Em caráter liminar, o Ministério Público Federal (MPF) pediu à Justiça o adiamento da aplicação das provas do Exame Nacional do Ensino Médio (Enem) no Amazonas, por conta da grave crise de saúde pública decorrente da pandemia de covid-19 no estado, que enfrenta aumento no número de casos registrados da doença e de óbitos.
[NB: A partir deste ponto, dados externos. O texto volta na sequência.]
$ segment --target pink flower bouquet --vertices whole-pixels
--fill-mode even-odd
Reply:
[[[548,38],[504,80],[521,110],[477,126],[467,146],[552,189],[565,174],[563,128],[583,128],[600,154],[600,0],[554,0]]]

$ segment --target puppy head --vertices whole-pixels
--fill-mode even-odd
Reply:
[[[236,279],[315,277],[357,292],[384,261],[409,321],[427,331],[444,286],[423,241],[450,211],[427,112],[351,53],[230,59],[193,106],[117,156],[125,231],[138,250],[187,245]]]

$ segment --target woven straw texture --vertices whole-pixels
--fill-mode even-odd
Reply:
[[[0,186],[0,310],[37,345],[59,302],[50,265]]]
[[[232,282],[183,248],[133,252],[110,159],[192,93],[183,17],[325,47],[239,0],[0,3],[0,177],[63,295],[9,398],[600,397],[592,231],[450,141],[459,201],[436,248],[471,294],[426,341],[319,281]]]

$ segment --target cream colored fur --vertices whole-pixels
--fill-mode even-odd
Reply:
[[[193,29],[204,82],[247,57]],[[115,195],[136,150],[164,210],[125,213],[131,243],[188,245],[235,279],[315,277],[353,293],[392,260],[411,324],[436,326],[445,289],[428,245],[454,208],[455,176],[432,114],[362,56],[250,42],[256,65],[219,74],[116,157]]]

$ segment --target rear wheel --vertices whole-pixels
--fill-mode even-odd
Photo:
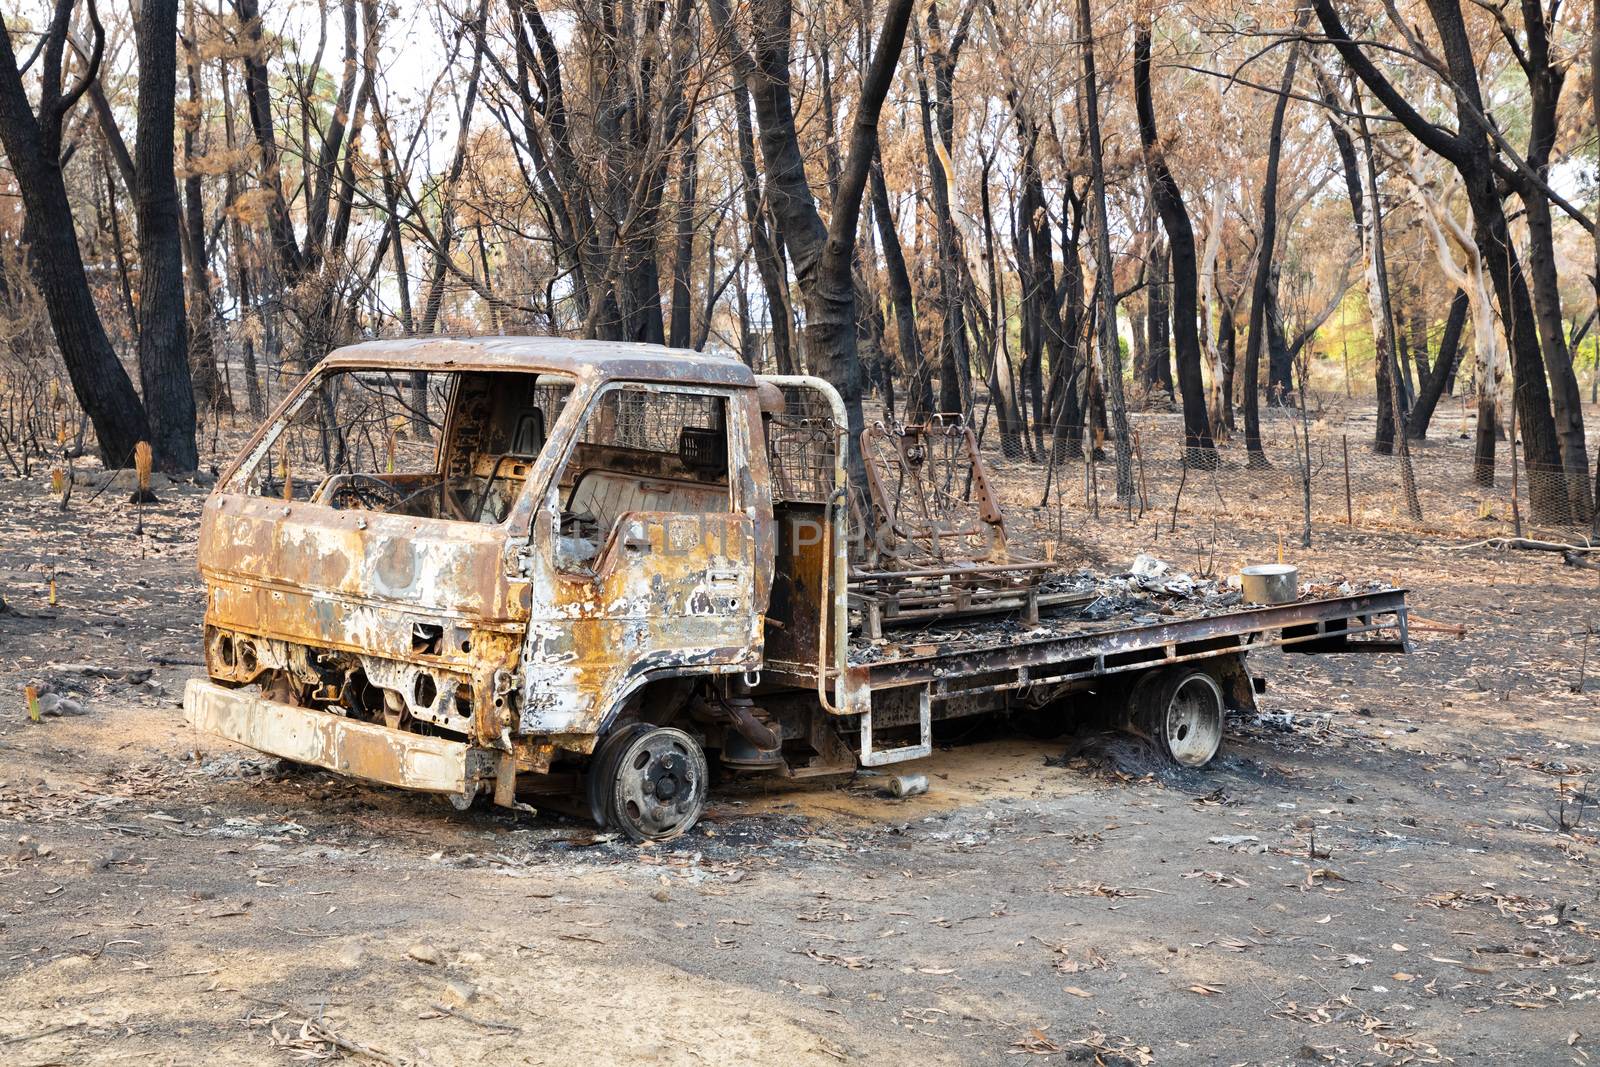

A aplicação das provas do exame está marcada para os dias 17 e 24 deste mês, em todo o país.

O MPF pede que as provas do Enem sejam aplicadas no Amazonas somente quando houver estrutura suficiente e necessária na rede de saúde, pública e privada, para atendimento dos índices de casos relacionados à pandemia de covid-19 – condição que deve ser atestada por órgão técnico do governo estadual.

De acordo com o MPF, a manutenção da aplicação das provas do Enem dias 17 e 24 deste mês, no pico da segunda onda de covid-19, representa perigo à saúde pública e à incolumidade física dos candidatos. O MPF pede que a Justiça Federal obrigue a União e o Instituto Nacional de Estudos e Pesquisas Educacionais Anísio Teixeira (Inep) a adiar a aplicação das provas do Enem no Amazonas ou, caso não entenda ser possível, que a prova seja remarcada para data alternativa já prevista pelo Ministério da Educação (MEC), em fevereiro, para os alunos que não poderiam realizar o exame em janeiro.

Escolas municipais

Por conta do aumento do número de casos e mortes pelo novo coronavírus na capital amazonense, a Prefeitura de Manaus decidiu não liberar as escolas municipais para a realização do Exame Nacional do Ensino Médio (Enem), que tem a primeira prova marcada para o próximo domingo (17). Para evitar aglomerações nas unidades de ensino e a propagação da Covid-19, a Secretaria Municipal de Educação (Semed) enviou ao Ministério Público Federal (MPF-AM) um ofício com os motivos da não liberação.

A decisão da prefeitura em não oferecer as unidades de ensino para a aplicação das provas foi tomada após entendimento entre o prefeito David Almeida, o secretário municipal de Educação, Pauderney Avelino, e os subsecretários do órgão, juntamente com o Departamento de Planejamento (Deplan) da Semed.

Pauderney explicou que o documento também pede o adiamento da prova. “É uma temeridade, sobretudo nesse momento. Hoje é dia 13. A prova será daqui a quatro dias e sabemos que a situação de Manaus em relação a pandemia não vai acalmar até lá. Abrir as escolas para o Enem representa aglomeração na frente e no interior delas. Enviamos as nossas razões ao Ministério Público e também sugerimos que o Enem seja adiado”, informou o secretário.